Quote of the day
"[I'm a pessimist,] but there's no point in being miserable about it."
--Cormac McCarthy
Imagine: Cormac McCarthy, Werner Herzog, and Lawrence Krauss (director of Arizona State University's Origins Project), for an hour, talking about the intersections between art and science. That's what NPR's Science Friday treated its listeners to this afternoon. Highlights: McCarthy is up to speed on subatomic particle research and cave paintings (Herzog's 3-D film of recently-discovered 30,000-year-old cave paintings looks spectacular); Herzog reads a long passage from All the Pretty Horses; each waxes philosophical on how to think about and respond to the given, inarguable facts of our species'--and the planet's--eventual, inevitable demise.

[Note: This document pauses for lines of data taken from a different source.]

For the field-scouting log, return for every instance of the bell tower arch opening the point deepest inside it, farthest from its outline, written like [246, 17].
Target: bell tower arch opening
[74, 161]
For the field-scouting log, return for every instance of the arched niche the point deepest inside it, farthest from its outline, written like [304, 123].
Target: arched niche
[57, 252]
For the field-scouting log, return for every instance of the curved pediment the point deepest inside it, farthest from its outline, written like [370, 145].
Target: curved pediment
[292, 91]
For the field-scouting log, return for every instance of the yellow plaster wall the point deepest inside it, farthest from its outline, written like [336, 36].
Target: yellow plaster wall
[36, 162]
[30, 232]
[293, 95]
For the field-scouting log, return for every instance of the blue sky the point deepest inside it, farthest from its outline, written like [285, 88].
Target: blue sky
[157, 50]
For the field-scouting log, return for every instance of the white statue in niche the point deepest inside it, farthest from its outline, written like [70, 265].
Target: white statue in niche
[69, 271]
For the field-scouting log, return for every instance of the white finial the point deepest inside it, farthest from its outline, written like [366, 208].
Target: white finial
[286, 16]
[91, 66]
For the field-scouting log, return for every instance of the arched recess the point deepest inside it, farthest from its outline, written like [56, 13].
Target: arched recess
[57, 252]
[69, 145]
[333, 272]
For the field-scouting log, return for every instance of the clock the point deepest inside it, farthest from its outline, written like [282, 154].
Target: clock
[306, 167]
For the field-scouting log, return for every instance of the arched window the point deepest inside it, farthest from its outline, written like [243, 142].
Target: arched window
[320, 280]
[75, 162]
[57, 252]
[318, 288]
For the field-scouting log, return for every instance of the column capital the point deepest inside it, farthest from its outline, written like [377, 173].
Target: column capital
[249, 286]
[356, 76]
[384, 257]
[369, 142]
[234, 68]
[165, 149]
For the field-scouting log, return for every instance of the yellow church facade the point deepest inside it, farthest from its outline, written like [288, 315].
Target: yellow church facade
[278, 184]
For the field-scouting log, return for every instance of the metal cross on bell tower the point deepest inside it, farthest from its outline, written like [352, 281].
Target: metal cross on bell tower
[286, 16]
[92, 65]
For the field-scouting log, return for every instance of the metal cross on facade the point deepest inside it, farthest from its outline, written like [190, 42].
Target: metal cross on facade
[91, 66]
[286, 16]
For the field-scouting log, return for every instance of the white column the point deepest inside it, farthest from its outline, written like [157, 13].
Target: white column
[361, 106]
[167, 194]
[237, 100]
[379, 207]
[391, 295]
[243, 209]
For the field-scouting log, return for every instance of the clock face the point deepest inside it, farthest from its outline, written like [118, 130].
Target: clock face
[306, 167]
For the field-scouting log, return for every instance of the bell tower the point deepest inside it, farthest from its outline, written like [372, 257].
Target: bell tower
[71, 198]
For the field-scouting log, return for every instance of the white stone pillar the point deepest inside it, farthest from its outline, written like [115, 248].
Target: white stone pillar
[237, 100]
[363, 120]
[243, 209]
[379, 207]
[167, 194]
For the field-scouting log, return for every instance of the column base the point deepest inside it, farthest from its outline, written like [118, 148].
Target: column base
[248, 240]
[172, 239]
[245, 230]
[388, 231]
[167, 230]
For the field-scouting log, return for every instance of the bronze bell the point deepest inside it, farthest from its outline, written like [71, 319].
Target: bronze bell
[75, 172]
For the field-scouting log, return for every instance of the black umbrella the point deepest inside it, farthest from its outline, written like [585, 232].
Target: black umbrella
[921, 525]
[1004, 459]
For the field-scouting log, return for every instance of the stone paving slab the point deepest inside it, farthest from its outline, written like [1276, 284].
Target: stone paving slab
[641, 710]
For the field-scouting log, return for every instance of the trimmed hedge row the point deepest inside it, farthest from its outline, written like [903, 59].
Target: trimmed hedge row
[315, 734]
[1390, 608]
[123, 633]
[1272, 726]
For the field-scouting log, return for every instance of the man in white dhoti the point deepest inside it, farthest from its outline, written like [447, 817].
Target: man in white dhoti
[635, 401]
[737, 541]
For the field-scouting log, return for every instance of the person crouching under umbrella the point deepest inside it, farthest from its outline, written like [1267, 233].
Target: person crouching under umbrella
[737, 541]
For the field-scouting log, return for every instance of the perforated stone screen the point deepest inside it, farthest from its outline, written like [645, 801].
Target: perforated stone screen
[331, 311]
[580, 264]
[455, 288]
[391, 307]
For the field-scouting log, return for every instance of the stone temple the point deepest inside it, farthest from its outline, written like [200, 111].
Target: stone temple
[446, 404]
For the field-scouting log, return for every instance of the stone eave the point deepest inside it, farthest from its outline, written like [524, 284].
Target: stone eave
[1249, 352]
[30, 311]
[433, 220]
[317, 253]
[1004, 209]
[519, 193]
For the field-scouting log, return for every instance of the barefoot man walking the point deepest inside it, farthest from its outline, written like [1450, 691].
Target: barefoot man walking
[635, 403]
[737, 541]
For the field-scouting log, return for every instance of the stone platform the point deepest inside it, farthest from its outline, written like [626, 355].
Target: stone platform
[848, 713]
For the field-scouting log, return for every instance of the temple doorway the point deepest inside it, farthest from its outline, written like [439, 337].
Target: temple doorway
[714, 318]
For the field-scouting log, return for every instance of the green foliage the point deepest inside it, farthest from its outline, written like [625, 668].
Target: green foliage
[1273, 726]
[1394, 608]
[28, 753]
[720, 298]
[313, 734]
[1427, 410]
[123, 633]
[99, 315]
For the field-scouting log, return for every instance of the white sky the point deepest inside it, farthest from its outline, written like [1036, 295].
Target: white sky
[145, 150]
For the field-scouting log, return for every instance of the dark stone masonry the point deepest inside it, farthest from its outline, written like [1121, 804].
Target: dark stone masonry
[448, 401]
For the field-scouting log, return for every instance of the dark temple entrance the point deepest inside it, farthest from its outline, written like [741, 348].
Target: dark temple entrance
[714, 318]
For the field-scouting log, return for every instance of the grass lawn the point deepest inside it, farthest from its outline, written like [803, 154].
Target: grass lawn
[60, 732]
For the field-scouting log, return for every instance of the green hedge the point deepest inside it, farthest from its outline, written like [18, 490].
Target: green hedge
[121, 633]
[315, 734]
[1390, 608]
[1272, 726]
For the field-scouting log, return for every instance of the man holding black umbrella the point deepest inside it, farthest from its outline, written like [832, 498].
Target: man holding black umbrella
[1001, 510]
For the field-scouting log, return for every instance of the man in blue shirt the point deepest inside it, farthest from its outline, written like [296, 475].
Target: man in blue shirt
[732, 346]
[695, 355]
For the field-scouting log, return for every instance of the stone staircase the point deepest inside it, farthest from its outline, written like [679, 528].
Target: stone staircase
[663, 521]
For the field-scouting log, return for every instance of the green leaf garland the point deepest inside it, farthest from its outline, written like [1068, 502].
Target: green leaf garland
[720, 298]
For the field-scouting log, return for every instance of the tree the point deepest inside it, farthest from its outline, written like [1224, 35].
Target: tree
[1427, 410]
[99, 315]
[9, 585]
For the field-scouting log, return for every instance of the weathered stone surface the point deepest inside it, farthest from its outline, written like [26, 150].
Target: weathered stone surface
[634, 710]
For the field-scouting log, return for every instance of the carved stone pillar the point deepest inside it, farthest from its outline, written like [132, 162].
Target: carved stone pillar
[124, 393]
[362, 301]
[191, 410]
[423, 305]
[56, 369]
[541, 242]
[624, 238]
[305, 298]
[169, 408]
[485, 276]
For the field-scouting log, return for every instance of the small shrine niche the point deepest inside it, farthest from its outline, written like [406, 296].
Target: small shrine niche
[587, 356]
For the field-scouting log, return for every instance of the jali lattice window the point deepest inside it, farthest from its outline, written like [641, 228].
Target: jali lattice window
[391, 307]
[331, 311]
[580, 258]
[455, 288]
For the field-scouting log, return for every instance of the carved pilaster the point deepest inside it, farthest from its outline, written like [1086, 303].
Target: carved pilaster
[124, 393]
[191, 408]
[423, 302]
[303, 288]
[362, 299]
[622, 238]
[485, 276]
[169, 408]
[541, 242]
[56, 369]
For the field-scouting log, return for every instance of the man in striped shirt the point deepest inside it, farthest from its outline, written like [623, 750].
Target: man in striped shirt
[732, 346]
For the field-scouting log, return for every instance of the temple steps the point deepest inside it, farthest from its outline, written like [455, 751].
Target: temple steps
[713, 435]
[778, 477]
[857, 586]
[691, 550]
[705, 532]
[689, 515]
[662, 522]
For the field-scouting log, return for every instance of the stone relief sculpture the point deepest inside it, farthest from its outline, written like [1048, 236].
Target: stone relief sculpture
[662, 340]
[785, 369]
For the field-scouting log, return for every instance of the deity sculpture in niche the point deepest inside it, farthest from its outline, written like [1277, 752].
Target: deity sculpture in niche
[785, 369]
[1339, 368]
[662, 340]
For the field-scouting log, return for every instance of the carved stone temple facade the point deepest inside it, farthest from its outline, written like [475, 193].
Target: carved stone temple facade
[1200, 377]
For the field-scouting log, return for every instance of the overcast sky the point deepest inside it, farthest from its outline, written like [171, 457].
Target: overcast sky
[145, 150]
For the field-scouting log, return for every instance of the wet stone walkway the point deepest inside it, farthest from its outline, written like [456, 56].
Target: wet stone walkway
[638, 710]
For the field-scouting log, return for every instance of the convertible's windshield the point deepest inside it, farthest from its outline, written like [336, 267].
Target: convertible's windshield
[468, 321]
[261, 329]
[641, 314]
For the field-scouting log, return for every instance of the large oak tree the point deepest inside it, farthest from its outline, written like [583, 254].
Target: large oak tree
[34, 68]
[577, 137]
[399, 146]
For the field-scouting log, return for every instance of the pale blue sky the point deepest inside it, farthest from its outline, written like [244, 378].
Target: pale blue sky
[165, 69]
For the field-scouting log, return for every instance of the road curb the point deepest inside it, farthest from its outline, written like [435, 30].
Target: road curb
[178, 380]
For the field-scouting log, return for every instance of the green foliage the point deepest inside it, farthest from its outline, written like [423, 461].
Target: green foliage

Here's the link to the audio. It's an hour long, but you'll want to hear it. It's a very few pennies of your tax dollars at work. If this contributes to our nation's coming financial apocalypse, well, I'm really quite okay with that.
2 comments:
I think it was Bertrand Russell who first freaked out about the philosophical problems with entropy, i.e. heat death. The problem with scientists, I think, is that that they've forgotten that all scientific questions are essentially philosophical, as is all art. Attempting to segregate them leads to madness. Whether we can reel it back in, remains to be seen, but in the meantime, I'll blame Kant.
Or Dick Cheney.
Cheers.
Randall,
You really would have enjoyed the program, then: the stated assumption is that both scientists and artists are about the business of describing the world for an audience. The discussion of the cave paintings was a case in point: empirical research can say only so much about them in terms of their materials; beyond that, though, they are indeed artworks requiring interpretation which will give insight into what these people thought and believed about the world. In such an instance, novelists, filmmakers and painters are on equal, if different, footing with scientists.
I think it's true that some scientists are so immersed in the empirical weeds that they have trouble seeing more of the epistemological prairie. The ones we tend to hear the most about, though, strike me as not having forgotten that their work isn't value-neutral.